A small, distilled PyTorch — reverse-mode autodiff, optimizers, loss functions, and a minimal Module API. Written to make the ideas under the hood obvious.

Language
Python
Stars
9
Started
2020
Package
PyPI
matterix · deep learning from scratch

MatterIx is a deep learning framework I wrote from scratch in Python while learning the internals of automatic differentiation. It is intentionally small — the core engine fits in a few hundred lines and the API mirrors PyTorch closely enough that the mapping is obvious.

What’s in it

  • Autodiff — Reverse-mode automatic differentiation.
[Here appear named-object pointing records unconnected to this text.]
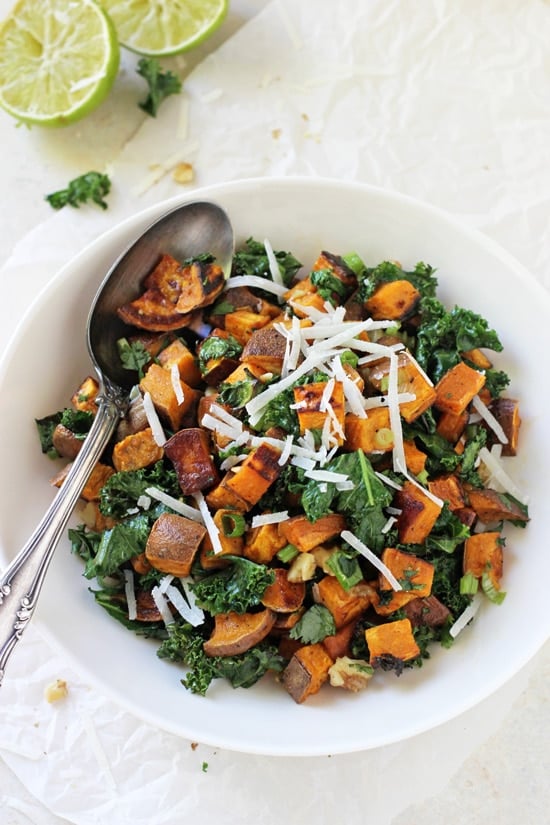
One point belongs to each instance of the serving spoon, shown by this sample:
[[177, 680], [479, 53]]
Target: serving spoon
[[186, 231]]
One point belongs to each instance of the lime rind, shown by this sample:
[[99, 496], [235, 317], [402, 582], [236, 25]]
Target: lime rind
[[165, 28], [59, 65]]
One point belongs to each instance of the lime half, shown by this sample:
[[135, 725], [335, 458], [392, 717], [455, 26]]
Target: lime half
[[58, 60], [159, 28]]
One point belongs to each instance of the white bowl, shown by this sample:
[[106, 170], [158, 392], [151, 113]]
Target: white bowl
[[47, 359]]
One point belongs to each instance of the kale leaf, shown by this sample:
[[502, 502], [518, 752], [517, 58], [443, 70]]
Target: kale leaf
[[253, 260], [161, 84], [93, 186], [238, 587]]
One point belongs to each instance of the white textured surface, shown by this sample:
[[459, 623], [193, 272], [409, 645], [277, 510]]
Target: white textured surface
[[446, 101]]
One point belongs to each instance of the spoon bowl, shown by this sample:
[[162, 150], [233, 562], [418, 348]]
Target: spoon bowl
[[189, 230]]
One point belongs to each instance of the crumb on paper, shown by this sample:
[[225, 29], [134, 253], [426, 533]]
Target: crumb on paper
[[183, 173], [56, 691]]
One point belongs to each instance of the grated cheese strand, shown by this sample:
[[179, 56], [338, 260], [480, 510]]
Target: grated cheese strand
[[358, 545]]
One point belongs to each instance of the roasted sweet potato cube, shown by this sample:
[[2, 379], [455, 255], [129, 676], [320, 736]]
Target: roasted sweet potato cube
[[235, 633], [415, 576], [415, 459], [306, 672], [242, 324], [189, 452], [345, 605], [256, 474], [457, 387], [283, 596], [391, 642], [410, 379], [136, 451], [490, 506], [179, 354], [265, 350], [506, 412], [451, 425], [158, 383], [173, 544], [305, 535], [448, 488], [263, 543], [372, 434], [483, 554], [314, 407], [84, 398], [392, 300], [418, 514]]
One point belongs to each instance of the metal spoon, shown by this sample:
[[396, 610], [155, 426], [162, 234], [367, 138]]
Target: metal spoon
[[188, 230]]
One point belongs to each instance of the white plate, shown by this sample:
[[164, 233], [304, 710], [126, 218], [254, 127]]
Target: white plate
[[47, 359]]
Every tensor holds a reference to the function that can compute its local gradient; one traversal of the computation graph yields all partials in O(n).
  • Loss functions — Mean Squared Error and Root Mean Squared Error.
  • Optimizers — Stochastic Gradient Descent with zero_grad() and step().
  • Activationssigmoid, tanh, relu.
  • Module — A small base class for defining your own networks, with parameter tracking and gradient zeroing.

Why I built it

I wanted to understand reverse-mode autodiff well enough to implement it, not just use it. Calculating the local derivative of every node and walking the graph once was the conceptual unlock — once that clicked, the rest of the framework fell out naturally. The package is on PyPI mainly so I could feel the friction of shipping a real Python library end-to-end.